Figure 3.

Expression of human CIP4 (hCIP4) is upregulated in the HK-2 cells treated with TGF-β1. (A) Representative RT-PCR analysis for hCIP4 mRNA expression in the HK-2 cells treated by TGF-β1 for 0 h, 12 h, 24 h, 48 h, and 72 h. The expression of hCIP4 mRNA was increased in TGF-β1-treated cells.

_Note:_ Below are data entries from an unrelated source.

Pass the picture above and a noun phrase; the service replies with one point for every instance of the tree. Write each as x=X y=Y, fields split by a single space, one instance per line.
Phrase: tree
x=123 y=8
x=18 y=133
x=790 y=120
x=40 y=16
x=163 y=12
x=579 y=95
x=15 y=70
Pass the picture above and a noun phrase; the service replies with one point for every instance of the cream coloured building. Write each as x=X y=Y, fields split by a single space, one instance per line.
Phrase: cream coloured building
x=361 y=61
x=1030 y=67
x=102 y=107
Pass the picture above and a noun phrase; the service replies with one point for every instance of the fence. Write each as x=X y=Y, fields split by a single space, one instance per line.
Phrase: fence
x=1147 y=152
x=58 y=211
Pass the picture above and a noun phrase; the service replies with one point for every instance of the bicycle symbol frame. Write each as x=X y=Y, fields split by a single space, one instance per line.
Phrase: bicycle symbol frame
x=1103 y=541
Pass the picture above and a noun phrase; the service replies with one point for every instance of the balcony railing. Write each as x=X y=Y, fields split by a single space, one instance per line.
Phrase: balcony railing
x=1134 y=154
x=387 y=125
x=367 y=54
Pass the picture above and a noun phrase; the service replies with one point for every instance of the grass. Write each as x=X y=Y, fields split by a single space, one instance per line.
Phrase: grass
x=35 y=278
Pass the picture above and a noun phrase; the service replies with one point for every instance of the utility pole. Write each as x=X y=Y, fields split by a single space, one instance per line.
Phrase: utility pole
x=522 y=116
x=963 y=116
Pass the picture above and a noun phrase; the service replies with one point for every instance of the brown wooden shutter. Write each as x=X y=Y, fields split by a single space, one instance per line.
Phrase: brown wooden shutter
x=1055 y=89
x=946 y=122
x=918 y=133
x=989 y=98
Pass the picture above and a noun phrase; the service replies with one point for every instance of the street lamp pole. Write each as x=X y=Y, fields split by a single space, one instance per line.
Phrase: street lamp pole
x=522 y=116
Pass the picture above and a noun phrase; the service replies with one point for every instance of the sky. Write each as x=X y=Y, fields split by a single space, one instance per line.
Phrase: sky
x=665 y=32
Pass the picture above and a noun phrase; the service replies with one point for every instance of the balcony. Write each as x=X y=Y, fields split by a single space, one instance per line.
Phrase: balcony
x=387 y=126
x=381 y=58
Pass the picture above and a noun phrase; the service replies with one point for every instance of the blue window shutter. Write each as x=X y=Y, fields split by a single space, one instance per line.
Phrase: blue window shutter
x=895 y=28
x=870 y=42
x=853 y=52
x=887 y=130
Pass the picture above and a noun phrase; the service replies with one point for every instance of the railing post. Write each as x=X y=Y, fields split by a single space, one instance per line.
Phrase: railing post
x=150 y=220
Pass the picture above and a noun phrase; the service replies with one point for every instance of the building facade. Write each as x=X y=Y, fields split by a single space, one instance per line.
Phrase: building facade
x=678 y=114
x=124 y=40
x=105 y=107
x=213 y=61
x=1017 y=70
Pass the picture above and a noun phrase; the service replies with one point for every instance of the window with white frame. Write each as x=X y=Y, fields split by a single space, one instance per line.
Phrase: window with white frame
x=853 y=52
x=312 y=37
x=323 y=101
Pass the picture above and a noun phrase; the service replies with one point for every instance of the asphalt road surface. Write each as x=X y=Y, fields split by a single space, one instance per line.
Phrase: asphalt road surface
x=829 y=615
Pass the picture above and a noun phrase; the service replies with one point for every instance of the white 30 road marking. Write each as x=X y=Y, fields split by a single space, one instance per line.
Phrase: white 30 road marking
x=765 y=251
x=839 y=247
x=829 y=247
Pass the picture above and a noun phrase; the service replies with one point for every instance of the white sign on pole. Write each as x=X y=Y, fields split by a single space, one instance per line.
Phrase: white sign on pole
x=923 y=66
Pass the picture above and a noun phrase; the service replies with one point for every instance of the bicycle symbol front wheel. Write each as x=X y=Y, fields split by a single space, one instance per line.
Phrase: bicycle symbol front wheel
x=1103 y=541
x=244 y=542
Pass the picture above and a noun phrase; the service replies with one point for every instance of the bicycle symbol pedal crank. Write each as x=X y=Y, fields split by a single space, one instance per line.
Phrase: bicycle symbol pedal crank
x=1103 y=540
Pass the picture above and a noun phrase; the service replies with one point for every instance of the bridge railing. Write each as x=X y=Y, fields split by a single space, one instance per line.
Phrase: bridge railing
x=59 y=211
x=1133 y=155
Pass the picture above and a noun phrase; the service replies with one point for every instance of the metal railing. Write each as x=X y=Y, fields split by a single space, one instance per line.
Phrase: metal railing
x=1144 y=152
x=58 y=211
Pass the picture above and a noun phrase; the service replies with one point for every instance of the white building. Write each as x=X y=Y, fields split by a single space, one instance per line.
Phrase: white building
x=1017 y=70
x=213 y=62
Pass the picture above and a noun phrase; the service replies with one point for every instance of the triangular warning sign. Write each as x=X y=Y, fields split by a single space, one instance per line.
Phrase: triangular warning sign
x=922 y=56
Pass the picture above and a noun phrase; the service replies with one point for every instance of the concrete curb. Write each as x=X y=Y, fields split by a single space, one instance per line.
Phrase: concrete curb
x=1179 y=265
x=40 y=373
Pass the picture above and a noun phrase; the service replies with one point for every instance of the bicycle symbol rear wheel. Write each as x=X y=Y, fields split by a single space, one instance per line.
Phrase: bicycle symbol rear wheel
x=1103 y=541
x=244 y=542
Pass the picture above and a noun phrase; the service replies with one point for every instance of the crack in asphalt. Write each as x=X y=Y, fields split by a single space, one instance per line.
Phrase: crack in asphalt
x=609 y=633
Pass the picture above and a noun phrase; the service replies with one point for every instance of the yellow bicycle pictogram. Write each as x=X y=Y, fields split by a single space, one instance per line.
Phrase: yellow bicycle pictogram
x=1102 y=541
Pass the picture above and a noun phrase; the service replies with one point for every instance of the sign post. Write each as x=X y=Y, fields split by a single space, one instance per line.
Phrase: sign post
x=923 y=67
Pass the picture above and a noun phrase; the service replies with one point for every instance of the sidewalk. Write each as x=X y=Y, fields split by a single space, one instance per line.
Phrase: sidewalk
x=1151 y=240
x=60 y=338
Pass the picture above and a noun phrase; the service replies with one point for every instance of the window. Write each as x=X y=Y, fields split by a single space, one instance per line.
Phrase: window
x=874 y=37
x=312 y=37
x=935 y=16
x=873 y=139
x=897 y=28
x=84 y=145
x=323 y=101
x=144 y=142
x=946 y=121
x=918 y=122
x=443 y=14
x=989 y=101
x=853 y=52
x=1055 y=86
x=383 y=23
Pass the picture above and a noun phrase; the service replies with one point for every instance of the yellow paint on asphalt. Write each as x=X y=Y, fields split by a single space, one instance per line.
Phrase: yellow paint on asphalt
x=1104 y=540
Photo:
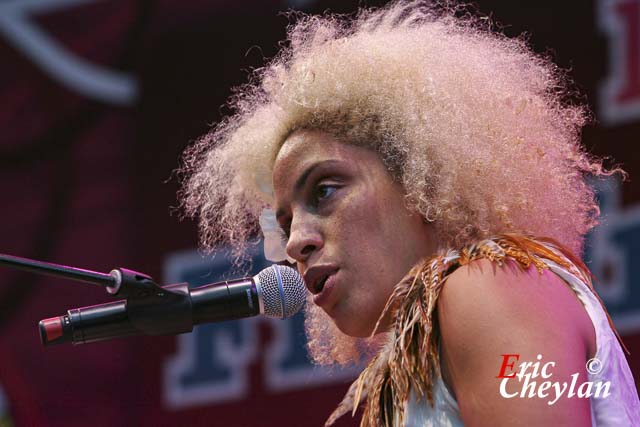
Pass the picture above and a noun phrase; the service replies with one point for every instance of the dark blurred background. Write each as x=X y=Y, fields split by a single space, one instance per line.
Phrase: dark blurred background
x=97 y=101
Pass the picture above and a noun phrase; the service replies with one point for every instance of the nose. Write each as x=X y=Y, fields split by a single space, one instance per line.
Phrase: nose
x=305 y=238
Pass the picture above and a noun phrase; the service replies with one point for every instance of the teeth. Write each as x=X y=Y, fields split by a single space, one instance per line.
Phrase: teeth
x=320 y=285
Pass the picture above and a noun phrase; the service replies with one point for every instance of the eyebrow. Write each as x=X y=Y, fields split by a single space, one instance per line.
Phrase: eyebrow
x=302 y=179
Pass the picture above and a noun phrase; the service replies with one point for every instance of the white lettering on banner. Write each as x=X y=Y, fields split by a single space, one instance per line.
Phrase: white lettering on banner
x=211 y=364
x=620 y=92
x=59 y=63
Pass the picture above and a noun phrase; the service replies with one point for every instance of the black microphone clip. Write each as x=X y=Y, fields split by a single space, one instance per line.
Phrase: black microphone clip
x=149 y=309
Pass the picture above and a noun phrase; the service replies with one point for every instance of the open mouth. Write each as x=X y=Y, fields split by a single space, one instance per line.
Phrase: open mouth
x=320 y=284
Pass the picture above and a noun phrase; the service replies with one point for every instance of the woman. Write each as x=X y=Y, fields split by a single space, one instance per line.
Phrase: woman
x=427 y=176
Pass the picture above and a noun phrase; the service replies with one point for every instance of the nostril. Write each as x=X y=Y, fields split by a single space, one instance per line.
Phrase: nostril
x=308 y=249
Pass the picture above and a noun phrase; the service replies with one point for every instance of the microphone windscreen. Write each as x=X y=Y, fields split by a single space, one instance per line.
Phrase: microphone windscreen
x=282 y=289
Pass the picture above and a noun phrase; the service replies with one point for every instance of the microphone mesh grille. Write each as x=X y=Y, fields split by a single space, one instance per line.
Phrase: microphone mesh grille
x=283 y=291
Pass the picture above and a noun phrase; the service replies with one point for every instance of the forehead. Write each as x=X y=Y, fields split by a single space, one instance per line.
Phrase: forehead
x=304 y=149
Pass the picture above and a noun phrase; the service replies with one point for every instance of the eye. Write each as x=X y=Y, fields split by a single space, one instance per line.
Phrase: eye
x=323 y=192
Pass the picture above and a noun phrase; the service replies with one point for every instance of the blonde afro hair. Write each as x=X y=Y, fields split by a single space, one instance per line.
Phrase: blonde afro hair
x=481 y=131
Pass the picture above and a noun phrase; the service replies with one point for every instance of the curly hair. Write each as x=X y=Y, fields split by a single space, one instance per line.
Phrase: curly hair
x=483 y=133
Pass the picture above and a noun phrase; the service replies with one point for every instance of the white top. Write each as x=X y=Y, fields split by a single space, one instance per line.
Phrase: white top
x=620 y=408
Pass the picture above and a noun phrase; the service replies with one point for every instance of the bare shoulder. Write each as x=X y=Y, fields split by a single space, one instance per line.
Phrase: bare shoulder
x=486 y=311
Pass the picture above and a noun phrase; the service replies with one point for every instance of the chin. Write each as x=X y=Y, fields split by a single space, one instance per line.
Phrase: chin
x=351 y=325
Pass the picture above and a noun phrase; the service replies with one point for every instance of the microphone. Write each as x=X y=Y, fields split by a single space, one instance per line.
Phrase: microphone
x=276 y=291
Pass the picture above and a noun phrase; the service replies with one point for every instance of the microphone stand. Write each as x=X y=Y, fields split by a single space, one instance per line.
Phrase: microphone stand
x=150 y=309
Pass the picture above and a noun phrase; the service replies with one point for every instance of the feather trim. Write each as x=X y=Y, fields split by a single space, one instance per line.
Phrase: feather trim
x=409 y=361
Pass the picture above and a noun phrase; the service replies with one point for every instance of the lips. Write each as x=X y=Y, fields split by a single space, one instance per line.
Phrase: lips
x=316 y=277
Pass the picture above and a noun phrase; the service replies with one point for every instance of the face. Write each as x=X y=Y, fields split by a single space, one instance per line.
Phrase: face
x=348 y=227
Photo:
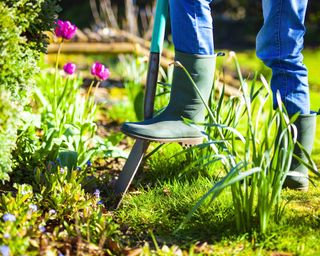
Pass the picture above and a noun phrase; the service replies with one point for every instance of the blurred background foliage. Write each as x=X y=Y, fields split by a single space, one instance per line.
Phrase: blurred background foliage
x=239 y=18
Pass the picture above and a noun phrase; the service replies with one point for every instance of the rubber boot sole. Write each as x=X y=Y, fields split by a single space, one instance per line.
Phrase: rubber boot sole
x=183 y=141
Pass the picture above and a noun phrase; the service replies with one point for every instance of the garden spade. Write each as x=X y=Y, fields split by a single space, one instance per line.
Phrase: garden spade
x=140 y=146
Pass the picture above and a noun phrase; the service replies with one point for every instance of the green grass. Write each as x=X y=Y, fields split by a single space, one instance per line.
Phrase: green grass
x=161 y=199
x=165 y=191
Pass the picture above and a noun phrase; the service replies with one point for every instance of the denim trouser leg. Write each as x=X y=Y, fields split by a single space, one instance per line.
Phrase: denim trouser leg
x=191 y=25
x=279 y=45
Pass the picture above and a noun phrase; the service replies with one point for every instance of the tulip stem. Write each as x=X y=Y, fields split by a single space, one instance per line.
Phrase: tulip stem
x=55 y=84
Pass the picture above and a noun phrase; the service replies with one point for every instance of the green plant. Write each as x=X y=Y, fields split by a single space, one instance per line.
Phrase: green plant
x=9 y=122
x=255 y=163
x=21 y=40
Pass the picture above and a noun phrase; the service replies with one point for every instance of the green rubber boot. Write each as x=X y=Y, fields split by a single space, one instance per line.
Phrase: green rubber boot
x=184 y=102
x=297 y=177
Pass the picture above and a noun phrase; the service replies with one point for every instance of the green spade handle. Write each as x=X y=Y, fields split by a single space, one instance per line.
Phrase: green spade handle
x=155 y=54
x=159 y=25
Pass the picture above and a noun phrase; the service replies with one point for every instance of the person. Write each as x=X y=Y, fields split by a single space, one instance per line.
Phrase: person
x=278 y=44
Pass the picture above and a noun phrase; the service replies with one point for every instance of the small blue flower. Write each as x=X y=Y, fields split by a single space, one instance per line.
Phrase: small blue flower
x=97 y=193
x=9 y=217
x=5 y=250
x=33 y=208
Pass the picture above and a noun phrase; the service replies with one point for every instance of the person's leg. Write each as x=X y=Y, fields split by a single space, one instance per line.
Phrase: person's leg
x=192 y=33
x=191 y=26
x=279 y=45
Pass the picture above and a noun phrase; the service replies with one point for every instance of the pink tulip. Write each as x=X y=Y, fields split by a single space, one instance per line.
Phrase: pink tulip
x=65 y=29
x=69 y=68
x=100 y=71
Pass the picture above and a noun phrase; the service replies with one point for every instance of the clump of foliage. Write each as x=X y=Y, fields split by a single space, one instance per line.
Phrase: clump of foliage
x=22 y=39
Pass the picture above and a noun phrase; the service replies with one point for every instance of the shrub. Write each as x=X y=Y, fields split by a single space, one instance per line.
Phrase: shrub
x=22 y=39
x=9 y=112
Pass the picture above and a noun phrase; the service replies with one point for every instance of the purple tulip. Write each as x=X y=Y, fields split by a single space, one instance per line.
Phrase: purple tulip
x=33 y=208
x=97 y=193
x=100 y=71
x=65 y=29
x=5 y=250
x=69 y=68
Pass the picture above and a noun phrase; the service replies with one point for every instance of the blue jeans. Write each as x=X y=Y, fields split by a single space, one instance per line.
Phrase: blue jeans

The histogram shows the average relative amounts of mRNA density corrected for the loading control, GAPDH (n = 4).*P<0.05 compared with the HK-2 cells treated by TGF-β1 for 0 h. (B) Representative Western blot analysis of hCIP4 in the HK-2 cells treated by TGF-β1 for 0 h, 12 h, 24 h, 48 h, and 72 h. The expression of the hCIP4 protein was increased in TGF-β1-treated cells. The histogram shows the average volume density corrected for the loading control, GAPDH (n = 4).*P<0.05 compared with the HK-2 cells treated by TGF-β1 for 0 h. (C) Representative immunofluorescence of hCIP4 localization in a monolayer of control cells and TGF-β1-treated cells. Arrows indicate positions of CIP4 in HK-2 cells. Cell nuclei were enhanced by staining of cell nuclei with DAPI. Scale bars represent 20μm.